If not focused on basic research, the emphasis may be on teaching and education: German “KI” non-research publications could include textbooks, teaching aids, or publications aimed at educators, students or the general public. These resources are critical for capacity building but rarely receive citations in research-oriented academic journals and coincide with the fact of the well-embedded use of “KI” by the German public. Particularly the non-research outputs might predominantly be published in German to cater to local & national audiences, limiting their accessibility beyond (language) borders and citation by the global academic community, where English is the primary language.
The language barrier for non-English-type outputs may be a contributing factor to the lower citation rate in particular. This may well be due to the limited visibility in a number of scholarly databases (e.g. Scopus and Web of Science) where non-research outputs, that are indexed in Dimensions, may not be indexed or available at all. Dimensions has a higher share of non-English language outputs than other databases as shown by a large-scale comparison of bibliographic data sources (Visser et al., 2020).
With the citation by discipline analysis above, the limited visibility of “KI” research might also be due to the interdisciplinary status of the “KI”-mentioning research, straddling areas like cognitive science or linguistics, which might fragment citations across fields. If German “KI” research is in these early stages compared to the broader “AI” field, it may not yet have reached the critical mass of high-impact publications needed to attract widespread citations. However, an emerging status of “KI” as a Field of its own can be ruled out: Trend & growth pattern of the number of publications is very similar to the global AI trend and doesn’t warrant a different pattern.
Is “KI” a Niche Research Topic and is it only of local Relevance to DACH Countries?
Research outputs featuring “künstliche Intelligenz” cater to a specific, language-oriented use case on AI research for the native German tongue needs, mostly in outreach, teaching, and education.
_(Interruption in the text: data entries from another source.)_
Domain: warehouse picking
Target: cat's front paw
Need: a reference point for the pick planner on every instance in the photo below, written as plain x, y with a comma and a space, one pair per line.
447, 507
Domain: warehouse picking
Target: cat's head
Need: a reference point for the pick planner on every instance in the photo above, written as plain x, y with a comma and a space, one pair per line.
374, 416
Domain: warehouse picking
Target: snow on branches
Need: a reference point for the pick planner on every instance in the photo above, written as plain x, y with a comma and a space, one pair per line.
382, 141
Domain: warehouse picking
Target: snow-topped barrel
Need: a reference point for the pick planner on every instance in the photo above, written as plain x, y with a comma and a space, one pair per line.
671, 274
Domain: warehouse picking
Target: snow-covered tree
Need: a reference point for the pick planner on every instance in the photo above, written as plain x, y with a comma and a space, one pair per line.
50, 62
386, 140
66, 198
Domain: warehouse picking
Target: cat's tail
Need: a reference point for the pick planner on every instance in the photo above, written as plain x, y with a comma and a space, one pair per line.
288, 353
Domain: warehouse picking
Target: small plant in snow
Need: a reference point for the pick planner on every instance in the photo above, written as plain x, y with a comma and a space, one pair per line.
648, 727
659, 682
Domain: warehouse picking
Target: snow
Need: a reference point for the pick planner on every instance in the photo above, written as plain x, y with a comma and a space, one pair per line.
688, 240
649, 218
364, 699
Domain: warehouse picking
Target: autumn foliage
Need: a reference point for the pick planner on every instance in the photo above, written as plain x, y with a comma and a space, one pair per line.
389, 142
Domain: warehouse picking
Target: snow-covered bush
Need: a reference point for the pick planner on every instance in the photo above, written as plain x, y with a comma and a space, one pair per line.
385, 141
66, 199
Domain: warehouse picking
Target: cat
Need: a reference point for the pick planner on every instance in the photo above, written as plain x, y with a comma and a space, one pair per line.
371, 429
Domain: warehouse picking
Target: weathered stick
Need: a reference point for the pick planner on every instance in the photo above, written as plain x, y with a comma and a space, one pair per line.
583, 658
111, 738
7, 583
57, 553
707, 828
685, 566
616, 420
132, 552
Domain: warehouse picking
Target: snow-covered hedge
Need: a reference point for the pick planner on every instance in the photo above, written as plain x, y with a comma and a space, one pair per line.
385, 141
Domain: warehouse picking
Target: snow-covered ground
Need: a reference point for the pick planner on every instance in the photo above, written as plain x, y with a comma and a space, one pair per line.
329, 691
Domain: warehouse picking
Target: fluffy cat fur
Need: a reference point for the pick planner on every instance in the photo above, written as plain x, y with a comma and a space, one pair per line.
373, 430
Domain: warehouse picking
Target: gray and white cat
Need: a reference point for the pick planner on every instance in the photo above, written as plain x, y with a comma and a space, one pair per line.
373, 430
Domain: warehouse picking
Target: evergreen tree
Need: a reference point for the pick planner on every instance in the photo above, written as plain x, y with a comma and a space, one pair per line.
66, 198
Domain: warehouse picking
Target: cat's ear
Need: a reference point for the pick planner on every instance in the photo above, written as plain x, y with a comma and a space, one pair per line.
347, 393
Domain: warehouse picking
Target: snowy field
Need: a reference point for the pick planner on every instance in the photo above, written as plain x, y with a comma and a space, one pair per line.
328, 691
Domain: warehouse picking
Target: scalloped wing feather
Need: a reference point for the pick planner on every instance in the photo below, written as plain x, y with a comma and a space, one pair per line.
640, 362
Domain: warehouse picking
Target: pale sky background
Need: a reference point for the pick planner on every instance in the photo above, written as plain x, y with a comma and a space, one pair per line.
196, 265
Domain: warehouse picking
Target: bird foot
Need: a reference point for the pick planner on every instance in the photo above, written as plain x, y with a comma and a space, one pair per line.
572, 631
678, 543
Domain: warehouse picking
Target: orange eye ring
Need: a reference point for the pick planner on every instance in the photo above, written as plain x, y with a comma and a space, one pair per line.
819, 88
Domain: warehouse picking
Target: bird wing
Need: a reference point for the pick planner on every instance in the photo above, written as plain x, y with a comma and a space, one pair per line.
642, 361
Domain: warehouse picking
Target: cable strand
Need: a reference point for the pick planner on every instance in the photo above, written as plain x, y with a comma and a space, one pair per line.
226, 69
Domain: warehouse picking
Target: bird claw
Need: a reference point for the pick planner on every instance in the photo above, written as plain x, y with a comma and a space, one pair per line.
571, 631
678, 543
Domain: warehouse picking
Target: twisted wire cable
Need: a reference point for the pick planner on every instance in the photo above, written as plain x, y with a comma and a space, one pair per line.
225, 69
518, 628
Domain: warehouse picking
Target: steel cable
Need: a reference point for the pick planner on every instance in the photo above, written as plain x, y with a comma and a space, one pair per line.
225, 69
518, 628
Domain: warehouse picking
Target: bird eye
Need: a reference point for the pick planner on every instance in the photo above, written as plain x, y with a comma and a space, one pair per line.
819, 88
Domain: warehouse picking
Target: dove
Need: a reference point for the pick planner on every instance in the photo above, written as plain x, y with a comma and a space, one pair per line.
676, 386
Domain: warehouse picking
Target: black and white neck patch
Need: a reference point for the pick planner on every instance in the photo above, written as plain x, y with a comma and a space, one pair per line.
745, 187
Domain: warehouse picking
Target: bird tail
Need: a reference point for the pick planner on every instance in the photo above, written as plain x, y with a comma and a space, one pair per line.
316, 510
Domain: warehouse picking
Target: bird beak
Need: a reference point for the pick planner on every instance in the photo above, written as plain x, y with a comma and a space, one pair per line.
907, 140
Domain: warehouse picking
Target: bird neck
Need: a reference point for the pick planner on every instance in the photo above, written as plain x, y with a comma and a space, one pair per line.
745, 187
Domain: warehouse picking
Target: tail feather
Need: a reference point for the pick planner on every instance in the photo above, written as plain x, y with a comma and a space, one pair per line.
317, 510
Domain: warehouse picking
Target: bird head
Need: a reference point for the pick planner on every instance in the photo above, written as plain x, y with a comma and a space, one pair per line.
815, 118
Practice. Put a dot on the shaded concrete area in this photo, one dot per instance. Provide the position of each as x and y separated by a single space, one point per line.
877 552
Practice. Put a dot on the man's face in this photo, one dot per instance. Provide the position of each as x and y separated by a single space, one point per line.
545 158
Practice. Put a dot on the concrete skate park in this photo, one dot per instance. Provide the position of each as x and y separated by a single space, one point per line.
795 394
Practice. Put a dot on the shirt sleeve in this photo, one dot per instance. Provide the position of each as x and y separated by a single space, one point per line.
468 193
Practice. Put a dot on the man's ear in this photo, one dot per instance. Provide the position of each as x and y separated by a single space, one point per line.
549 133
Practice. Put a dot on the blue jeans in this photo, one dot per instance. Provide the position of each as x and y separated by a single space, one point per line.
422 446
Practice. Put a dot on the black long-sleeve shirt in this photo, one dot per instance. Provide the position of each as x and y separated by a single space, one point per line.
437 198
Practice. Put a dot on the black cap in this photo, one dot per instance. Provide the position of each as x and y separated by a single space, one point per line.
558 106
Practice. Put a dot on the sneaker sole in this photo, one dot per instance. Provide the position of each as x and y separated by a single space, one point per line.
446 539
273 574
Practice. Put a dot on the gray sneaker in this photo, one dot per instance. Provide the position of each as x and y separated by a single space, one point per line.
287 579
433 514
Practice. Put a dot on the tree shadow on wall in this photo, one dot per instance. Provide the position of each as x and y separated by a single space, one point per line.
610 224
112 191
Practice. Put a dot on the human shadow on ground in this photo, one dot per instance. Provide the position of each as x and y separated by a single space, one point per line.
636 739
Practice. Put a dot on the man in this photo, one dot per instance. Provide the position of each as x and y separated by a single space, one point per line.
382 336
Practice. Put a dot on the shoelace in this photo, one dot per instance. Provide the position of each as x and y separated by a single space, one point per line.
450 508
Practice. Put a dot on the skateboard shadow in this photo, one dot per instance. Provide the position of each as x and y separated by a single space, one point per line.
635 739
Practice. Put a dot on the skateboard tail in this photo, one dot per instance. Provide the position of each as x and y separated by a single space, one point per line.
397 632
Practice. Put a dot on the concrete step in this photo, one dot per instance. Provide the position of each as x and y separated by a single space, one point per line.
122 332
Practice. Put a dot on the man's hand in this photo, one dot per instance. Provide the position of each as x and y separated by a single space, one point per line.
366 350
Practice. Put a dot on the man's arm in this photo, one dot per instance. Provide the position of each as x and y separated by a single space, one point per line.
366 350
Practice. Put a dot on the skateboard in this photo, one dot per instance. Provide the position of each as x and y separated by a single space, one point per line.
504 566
Relevance to basic research, based on the scientometric data, is very limited on a global scale, so describing it as a niche is true for the language but not in a scientific context. Its prime purpose is to serve dedicated German language dissemination and communication needs. Particularly communication seems key here, literally and figuratively, by translating AI into a German language context. The great thing about finding AI research articles in German is that they can effectively communicate the latest research on AI to non-researchers and non-English speakers. One may argue that this is a clear sign that the German public and industry are to benefit from artificial intelligence research more than other countries, where such prominence of AI in the native language is far less pronounced. While a direct comparison might be unnecessary, this linguistic accessibility demonstrates that the scientific community in Germany is able to bridge cutting-edge science and practical application through effective communication.
This brief exploration opens the door for further investigation. A closer look at institutional affiliations, linguistic preferences, collaboration, funding, and the evolving thematic focus of “KI” versus “AI” research could provide richer insights and shed light on how language — exemplified by examples highlighted here in this analysis — shapes the perception and impact of science in a globalised world.